Dans notre douce Gaule de 95 minée par la morosité, le déficit de la Sécu, la menace terroriste, la crispation nationale-frontiste, dans ce pays à la clavicule sociale bien déboîtée et pas franchement réconforté par les premiers mois cata du septennat Chirac (putain, sept ans ?!), dans cette riante contrée tenaillée par la trouille de l’Autre et quadrillée par les treillis de Vigipirate, l’émergence d’un cinéaste comme Malik Chibane est tout simplement de l’ordre de la bénédiction. Avec Douce France, Chibane poursuit la mission intelligemment pédagogique entamée avec Hexagone, à savoir : montrer par l’entremise d’une fiction que les Beurs sont avant tout des Français (lestés des mêmes problèmes et des mêmes envies que les Corses, les Guadeloupéens ou les Bretons), et pas obligatoirement des voleurs de mobylettes qui vont mettre le feu aux cités, poser des bonbonnes de butagaz dans le RER et violer nos sœurs quoiqu’il arrive qu’ils couchent avec nos sœurs (ou nos frères) et que nos sœurs en redemandent. Tout cela, qui ressemble à une évidence, n’a pas été si souvent pris en compte par le cinéma français, et sûrement pas avec autant de finesse et de vécu que par Malik Chibane. Bien que le jeune cinéaste de Goussainville se réclame de l’héritage de Carné, son cinéma est fondé sur un principe éminemment renoirien selon lequel un homme est toujours infiniment plus complexe que ne l’indiquent sa couleur de peau, son apparence vestimentaire ou sa fonction sociale.

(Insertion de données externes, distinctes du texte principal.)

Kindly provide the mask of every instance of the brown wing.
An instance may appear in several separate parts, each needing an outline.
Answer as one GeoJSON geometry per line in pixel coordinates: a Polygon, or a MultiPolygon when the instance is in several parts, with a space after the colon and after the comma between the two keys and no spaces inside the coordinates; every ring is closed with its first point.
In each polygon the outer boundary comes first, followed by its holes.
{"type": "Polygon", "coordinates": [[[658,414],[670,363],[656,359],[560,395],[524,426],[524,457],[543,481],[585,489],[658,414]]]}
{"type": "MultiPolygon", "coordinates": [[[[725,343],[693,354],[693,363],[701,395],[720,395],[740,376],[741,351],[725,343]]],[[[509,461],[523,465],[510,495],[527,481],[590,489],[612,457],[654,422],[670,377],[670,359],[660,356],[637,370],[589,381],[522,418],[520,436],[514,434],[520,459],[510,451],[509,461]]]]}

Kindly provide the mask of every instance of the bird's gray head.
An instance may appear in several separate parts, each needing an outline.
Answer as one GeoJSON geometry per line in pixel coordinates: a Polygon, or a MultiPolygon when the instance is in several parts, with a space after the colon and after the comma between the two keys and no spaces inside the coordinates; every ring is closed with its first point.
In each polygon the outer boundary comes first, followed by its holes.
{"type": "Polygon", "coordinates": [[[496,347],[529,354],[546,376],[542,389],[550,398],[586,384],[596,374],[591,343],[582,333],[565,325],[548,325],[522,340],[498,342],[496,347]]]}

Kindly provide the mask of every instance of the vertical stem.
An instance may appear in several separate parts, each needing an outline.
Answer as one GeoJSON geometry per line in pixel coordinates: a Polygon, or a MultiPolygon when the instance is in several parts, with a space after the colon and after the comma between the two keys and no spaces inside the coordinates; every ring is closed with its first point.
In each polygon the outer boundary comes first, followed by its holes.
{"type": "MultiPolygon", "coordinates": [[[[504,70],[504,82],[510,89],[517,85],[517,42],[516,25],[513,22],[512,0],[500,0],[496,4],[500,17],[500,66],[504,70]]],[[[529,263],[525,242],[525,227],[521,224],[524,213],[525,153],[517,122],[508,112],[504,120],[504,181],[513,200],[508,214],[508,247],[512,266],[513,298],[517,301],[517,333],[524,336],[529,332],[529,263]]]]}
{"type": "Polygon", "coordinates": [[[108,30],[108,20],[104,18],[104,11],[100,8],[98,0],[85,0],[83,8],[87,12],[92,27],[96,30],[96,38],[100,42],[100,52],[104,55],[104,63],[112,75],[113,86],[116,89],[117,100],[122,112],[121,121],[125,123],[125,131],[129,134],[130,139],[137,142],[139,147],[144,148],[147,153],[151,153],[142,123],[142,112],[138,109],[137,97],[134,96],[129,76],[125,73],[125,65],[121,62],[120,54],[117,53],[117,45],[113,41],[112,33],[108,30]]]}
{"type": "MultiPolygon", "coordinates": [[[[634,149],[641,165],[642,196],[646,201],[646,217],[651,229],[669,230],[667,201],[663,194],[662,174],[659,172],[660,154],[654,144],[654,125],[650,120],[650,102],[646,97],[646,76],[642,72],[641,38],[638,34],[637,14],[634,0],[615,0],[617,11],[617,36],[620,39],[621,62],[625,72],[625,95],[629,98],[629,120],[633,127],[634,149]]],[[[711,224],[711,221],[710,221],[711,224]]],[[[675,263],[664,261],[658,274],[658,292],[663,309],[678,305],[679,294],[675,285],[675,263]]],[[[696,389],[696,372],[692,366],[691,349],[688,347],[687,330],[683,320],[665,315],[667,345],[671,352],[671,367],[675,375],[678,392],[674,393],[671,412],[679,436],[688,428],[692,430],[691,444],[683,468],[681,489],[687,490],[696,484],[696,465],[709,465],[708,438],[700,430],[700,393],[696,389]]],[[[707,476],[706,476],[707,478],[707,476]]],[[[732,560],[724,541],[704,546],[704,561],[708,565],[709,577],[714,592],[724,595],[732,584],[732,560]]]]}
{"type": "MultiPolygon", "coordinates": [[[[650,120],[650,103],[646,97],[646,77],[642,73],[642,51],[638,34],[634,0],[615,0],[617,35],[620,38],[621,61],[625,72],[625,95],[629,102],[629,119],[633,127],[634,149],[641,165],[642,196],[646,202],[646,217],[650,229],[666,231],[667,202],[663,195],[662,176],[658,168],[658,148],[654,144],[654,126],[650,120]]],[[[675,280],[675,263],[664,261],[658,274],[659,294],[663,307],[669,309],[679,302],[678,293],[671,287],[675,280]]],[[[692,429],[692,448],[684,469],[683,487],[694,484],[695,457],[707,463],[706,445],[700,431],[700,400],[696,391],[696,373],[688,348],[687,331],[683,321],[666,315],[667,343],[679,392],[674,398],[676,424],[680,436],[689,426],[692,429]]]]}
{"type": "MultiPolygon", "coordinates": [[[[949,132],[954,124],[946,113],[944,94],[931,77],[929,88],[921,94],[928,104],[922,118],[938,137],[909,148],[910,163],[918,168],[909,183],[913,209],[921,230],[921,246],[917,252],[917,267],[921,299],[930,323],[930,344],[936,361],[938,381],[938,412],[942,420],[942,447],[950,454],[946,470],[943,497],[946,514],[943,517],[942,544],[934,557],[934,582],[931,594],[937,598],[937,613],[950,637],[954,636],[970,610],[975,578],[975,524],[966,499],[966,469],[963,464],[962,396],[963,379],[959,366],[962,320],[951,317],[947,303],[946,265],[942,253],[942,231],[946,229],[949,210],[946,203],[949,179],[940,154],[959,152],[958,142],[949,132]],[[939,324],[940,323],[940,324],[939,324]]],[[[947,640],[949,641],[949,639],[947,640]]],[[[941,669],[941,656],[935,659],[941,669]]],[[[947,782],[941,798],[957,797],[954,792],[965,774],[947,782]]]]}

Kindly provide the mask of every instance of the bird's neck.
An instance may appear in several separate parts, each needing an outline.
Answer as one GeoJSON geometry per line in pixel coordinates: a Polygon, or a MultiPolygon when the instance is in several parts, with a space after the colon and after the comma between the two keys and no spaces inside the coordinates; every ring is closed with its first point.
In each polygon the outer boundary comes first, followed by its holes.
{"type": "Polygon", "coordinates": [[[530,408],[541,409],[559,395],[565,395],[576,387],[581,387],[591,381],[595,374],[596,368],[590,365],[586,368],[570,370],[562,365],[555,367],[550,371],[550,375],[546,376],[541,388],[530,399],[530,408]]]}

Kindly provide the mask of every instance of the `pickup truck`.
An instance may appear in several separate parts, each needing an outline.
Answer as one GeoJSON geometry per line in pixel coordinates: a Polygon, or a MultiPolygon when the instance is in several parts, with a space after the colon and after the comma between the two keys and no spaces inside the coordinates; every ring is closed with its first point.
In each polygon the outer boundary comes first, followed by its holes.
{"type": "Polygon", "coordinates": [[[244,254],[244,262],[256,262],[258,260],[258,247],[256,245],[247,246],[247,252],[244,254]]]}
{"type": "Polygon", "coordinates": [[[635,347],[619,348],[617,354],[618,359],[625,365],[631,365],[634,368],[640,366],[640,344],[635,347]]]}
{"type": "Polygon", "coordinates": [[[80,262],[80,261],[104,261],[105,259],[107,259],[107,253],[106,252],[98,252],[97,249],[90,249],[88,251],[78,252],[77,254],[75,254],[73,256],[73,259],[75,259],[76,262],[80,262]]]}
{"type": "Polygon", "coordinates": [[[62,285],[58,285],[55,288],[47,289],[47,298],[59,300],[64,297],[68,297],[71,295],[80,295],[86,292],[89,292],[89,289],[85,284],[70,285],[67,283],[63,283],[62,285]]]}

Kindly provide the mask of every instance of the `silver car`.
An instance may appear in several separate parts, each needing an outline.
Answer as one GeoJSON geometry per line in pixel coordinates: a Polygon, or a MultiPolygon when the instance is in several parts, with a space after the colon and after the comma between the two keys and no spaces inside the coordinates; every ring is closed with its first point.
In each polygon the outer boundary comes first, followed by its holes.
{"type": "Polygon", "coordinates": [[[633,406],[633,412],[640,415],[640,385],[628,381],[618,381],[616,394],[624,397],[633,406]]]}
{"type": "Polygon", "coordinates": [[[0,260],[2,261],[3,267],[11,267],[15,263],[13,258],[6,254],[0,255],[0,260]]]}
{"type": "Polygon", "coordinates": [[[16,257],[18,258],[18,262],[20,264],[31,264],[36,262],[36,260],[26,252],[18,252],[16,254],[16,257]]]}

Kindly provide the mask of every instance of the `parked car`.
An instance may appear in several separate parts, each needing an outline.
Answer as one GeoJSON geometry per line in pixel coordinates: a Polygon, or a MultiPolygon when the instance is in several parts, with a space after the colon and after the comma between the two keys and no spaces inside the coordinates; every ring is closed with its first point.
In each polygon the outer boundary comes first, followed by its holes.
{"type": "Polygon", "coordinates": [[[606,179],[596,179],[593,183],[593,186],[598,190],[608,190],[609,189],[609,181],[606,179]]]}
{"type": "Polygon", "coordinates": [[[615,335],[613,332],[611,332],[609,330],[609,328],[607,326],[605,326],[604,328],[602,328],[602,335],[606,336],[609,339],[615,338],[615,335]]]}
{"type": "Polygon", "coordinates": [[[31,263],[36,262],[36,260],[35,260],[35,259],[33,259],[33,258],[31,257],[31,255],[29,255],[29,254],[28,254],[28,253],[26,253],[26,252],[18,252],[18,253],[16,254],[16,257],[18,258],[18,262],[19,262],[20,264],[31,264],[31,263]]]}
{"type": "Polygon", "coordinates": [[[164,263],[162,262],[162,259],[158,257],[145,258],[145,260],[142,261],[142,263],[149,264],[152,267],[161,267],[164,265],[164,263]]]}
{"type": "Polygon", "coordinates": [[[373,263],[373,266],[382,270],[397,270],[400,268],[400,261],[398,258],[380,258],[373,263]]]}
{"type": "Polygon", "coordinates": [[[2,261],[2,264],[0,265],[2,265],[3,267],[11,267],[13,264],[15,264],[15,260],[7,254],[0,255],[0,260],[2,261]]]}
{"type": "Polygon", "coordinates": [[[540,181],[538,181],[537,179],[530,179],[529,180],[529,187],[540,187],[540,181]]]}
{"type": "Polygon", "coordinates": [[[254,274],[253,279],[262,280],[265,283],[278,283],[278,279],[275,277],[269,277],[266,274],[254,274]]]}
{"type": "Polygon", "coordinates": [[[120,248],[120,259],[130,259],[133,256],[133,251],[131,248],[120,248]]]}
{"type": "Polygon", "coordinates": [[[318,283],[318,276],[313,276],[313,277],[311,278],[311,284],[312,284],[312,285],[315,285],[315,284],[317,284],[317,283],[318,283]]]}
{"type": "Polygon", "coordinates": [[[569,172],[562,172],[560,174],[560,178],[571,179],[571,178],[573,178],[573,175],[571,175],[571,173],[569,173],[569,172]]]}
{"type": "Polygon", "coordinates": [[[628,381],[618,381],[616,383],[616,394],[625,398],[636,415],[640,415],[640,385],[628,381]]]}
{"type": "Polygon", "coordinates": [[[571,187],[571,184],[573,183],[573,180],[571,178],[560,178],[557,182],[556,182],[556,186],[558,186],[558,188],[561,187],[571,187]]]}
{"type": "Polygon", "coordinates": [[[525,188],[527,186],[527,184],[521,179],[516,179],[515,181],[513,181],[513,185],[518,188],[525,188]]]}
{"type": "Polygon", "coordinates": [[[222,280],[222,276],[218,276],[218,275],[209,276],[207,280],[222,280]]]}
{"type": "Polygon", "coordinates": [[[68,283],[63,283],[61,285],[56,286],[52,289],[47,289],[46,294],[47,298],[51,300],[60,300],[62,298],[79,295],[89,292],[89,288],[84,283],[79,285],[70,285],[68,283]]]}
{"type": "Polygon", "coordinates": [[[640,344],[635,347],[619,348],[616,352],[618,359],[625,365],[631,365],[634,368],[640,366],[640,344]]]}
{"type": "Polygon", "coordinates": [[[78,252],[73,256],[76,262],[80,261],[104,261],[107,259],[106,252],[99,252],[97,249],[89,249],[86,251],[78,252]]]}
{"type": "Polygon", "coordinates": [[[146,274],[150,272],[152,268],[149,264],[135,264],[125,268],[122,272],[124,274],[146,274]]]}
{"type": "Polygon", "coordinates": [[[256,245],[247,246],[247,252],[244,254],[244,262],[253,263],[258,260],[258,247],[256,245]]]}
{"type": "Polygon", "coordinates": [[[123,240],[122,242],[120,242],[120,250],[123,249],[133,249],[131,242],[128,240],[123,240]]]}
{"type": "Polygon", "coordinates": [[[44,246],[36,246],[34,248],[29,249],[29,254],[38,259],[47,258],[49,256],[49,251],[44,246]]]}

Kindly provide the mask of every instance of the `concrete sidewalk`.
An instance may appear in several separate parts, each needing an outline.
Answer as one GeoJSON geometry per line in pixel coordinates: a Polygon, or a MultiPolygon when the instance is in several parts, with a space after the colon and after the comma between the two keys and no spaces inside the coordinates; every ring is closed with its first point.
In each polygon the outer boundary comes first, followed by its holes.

Ainsi, dans Douce France, une jeune musulmane qui porte le voile est d’un niveau culturel bac + 4 et s’exprime dans un français impeccable à faire bégayer Bruno Mégret ; sa sœur « libérée » se heurte vite fait aux limites existentielles de la société occidentale versant banlieue et aux réalités pas jouasses du monde du travail abrutissant et mal payé ; la mère de Moussa veut le marier avec une fille du bled selon la tradition, mais Moussa en pince pour la fille au voile et nom d’une pipe ! rien n’est simple…
Le cinéaste traque sans relâche la matière humaine qui se cache derrière les apparences et les silhouettes trop vite cataloguées et montre que les règles sociales, culturelles ou religieuses ne sont pas toujours en adéquation avec la complexité des désirs les plus profonds. Chez Chibane, personne n’est noir ou blanc, tout le monde est gris, avec toutes les nuances du clair au foncé : il faut voir avec quelle finesse il dépeint un concierge raciste qui n’a plus rien contre les Arabes dès lors qu’il les connaît subtile façon de pointer que le racisme est avant tout fondé sur une peur irrationnelle de l’inconnu. La leçon de choses administrée par Chibane pourrait sonner creux, rejoindre le cimetière bien rempli des belles intentions et de l’idéalisme bêlant, des évidences assenées qui ne font jamais rien avancer. Oui, bien sûr, à condition d’oublier que le parcours atypique de Malik Chibane est la preuve la plus éclatante que ses idées peuvent se matérialiser aussi concrètement qu’une barre HLM à Goussainville. Les films de Chibane ne sont pas élaborés sur un savoir abstrait et théorique, mais sur l’expérience associative et culturelle d’un ado dont l’existence a peut-être été sauvée par… Claude-Jean Philippe ! C’est le ciné-club d’Antenne 2 aujourd’hui remisé à la casse par Elkabbach qui a éloigné Malik Chibane du CAP en ébauchant son futur destin de cinéaste. Car, on allait l’oublier, Chibane est surtout un véritable cinéaste qui, malgré quelques défauts çà et là, sait raconter une histoire, rythmer les durées, donner chair à des personnages, les faire évoluer dans leurs lieux et dans son cadre… A côté de gens comme Karim Dridi ou Robert Guédiguian mais sans concertation entre eux , Chibane donne vie à un nouveau courant du cinéma français qui dépasse enfin le vieux clivage historique qualité française/Nouvelle Vague en s’appropriant le meilleur des deux camps la narration, les personnages, les dialogues et la dimension populaire du cinéma de papa ; les moyens légers, la fraîcheur et la jeunesse du cinéma moderne pour raconter la France d’aujourd’hui, notamment en inscrivant enfin à l’écran la qualité multi-ethnique qui est la sienne. Si la diversité culturelle est une chance pour ce pays, il est grand temps qu’elle le soit aussi pour son cinéma.